Before the war, the addicts got their supplies from the government monopoly; however, following the execution of the ban, the individuals could only obtain opium for medical purposes or through illicit markets. Opium trafficking continued from 1947 to 1958 with the syndicates having agents as crew members on ships to transport opium. Traffickers continued to succeed, mainly due to

1. The inability of the Customs Department as the sole enforcement authority, with its limited resources, to meet the challenge of both illicit import and domestic consumption;
2. The preoccupation of senior customs officers with problems of reconstruction after the war;
3. Corruption amongst subordinate staff.

Opium dens also operated illegally, with 1,571 opium saloons recorded in 1949. The Singapore police force carried out a total number of 14,556 raids on opium dens from 1952 to 1955, with 2,209 raids in 1952 (July-Dec), 4,831 in 1953, 3,796 in 1954, and 3,720 in 1955. During the raids, they arrested both the addicts and owners, seized opium pipes, opium lamps, and raw and processed opium. Opium addicts caught in raids were charged in court and sent to prison. In 1954, a bill amending the Dangerous Drugs Ordinance was raised in the Legislative Council to provide for the establishment of an opium treatment centre.

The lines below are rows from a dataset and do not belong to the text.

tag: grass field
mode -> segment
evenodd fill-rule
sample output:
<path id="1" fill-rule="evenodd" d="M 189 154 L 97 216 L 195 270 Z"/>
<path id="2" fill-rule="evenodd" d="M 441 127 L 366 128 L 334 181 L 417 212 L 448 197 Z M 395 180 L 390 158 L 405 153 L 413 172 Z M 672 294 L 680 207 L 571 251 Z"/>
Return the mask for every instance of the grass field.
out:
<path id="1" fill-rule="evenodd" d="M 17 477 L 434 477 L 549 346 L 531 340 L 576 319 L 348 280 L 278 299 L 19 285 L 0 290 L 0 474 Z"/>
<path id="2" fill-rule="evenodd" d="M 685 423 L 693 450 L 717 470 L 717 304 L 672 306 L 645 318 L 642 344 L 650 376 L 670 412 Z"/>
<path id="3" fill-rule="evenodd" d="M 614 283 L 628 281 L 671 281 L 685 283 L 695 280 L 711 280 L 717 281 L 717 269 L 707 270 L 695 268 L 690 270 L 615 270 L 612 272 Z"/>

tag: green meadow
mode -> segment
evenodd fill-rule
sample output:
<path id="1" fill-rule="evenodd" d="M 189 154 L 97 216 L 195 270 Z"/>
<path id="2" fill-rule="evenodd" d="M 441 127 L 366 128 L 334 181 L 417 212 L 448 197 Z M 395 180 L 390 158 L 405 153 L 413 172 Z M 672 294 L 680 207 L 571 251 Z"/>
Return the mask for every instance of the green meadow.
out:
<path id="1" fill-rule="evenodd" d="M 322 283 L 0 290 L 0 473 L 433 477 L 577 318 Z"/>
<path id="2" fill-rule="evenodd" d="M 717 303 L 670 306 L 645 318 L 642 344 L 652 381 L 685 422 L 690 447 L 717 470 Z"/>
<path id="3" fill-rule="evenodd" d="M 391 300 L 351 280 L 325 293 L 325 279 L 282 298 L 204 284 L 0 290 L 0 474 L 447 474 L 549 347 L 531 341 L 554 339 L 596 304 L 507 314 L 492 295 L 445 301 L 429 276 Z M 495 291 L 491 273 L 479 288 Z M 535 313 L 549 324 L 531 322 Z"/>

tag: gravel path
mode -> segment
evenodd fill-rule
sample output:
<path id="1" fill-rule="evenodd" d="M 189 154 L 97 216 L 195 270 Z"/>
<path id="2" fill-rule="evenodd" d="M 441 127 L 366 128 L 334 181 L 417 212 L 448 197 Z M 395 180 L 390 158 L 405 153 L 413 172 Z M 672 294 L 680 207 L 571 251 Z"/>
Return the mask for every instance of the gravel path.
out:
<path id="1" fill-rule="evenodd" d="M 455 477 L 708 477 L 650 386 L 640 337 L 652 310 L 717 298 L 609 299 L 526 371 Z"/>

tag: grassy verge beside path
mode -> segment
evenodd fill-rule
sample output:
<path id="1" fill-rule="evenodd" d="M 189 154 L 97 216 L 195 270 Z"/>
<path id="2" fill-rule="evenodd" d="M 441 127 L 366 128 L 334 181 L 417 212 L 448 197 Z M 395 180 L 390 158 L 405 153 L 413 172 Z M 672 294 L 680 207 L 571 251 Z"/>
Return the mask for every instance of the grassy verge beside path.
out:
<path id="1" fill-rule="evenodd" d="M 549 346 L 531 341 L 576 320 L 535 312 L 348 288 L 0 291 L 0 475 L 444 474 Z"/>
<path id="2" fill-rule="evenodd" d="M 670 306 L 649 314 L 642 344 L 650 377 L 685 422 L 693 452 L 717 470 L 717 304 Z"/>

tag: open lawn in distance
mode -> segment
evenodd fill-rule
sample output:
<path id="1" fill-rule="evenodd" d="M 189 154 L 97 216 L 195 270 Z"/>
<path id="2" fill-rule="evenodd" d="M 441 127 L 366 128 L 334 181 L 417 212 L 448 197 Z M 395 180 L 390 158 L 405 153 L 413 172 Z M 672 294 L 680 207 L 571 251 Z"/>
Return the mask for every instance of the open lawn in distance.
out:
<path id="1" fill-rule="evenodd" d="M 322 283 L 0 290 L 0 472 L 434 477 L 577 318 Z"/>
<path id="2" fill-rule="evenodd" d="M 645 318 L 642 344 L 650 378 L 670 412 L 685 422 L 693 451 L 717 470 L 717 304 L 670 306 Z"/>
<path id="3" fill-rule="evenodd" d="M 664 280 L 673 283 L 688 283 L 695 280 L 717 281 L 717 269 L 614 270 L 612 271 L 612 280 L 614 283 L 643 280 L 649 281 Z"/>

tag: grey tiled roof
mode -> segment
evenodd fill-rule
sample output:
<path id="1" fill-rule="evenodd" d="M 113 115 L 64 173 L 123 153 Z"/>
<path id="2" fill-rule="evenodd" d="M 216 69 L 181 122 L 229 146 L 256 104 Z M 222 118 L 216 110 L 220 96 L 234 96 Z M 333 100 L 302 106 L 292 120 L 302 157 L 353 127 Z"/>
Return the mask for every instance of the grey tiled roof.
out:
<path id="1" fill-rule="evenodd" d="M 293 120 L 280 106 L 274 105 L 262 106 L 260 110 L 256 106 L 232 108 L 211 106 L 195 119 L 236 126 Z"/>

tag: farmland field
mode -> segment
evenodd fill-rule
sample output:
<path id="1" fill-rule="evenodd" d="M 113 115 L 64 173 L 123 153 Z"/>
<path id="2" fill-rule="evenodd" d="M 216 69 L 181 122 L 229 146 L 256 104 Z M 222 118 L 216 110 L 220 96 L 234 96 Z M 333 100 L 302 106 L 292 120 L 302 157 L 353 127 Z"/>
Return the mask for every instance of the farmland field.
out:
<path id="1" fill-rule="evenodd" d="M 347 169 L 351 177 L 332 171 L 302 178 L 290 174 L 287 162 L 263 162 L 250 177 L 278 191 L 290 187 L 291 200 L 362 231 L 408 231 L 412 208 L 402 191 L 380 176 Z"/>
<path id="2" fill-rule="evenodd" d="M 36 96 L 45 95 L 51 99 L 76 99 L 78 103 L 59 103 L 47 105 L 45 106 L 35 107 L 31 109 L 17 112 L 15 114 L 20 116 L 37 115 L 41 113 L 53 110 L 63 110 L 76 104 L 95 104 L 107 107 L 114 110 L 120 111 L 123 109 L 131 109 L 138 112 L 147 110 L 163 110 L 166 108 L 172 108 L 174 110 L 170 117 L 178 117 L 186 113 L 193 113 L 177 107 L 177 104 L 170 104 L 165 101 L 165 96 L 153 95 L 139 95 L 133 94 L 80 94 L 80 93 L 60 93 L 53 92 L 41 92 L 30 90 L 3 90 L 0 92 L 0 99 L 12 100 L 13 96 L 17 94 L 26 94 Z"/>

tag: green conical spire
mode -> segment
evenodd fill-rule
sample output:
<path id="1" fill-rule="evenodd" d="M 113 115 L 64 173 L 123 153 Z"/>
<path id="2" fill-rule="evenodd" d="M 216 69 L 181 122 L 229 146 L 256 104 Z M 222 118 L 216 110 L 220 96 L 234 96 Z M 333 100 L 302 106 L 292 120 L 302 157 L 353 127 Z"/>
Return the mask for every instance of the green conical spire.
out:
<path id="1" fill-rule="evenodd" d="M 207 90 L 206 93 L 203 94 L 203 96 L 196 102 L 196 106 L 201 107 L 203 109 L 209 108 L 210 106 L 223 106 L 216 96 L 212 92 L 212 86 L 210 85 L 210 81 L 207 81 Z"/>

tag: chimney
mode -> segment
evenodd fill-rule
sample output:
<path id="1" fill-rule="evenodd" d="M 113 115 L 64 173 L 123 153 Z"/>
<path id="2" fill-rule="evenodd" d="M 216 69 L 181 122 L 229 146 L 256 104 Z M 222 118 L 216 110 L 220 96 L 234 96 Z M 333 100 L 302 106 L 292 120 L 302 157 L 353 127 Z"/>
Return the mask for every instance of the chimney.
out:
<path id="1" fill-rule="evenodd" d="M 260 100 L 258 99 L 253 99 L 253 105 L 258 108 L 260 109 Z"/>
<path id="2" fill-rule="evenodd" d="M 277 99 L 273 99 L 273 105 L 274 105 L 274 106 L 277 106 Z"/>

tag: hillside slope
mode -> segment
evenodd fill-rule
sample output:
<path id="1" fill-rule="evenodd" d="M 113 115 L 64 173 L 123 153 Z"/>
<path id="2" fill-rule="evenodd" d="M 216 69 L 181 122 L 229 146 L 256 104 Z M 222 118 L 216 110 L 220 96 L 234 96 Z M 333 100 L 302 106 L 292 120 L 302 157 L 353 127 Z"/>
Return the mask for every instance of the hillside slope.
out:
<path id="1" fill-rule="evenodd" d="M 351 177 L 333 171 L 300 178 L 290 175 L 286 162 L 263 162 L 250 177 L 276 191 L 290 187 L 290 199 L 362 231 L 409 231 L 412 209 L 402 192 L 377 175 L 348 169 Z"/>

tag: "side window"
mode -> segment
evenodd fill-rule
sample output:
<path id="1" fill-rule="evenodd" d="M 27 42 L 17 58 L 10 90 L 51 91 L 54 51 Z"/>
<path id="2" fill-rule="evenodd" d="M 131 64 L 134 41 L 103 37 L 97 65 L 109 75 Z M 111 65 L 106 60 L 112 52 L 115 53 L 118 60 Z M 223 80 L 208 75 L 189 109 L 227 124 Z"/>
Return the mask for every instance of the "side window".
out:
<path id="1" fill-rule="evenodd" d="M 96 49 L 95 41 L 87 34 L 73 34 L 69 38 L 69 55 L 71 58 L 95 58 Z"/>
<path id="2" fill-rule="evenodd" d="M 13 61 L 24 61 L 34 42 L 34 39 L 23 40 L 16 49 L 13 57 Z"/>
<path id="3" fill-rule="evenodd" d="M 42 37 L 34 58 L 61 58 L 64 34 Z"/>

The Narcotics Bureau also known as the Central Narcotics Intelligence Bureau was a newly formed department within the Customs department to assist the campaign against trafficking. It had an extensive network, exchanging information with twenty-six countries. The establishment of the Narcotics Bureau led to the seizures of opium. In 1954 and 1955, twelve leading traffickers were either banished or imprisoned, while others fled the country.

== 1955-present ==
The Opium Treatment Centre established by the Legislative Council for the treatment and rehabilitation of addicts was located on St. John's Island and started its operations in February 1955; the medical officer in charge was Leong Hon Koon. The treatment and rehabilitation were done in concert with proper ethics, that is the addict would be seen as a patient to be treated medically instead of an ill-doer.The total treatment of the addict consists of three phases:

1. The withdrawal phase.
2. The phase of rehabilitation and re-education.
3. The follow-up phase - a continuation of the first two phases.
On 30 November 1989, the Singapore government passed a bill to extend the death penalty to cocaine, cannabis and opium traffickers including manufacturers, importers and exporters.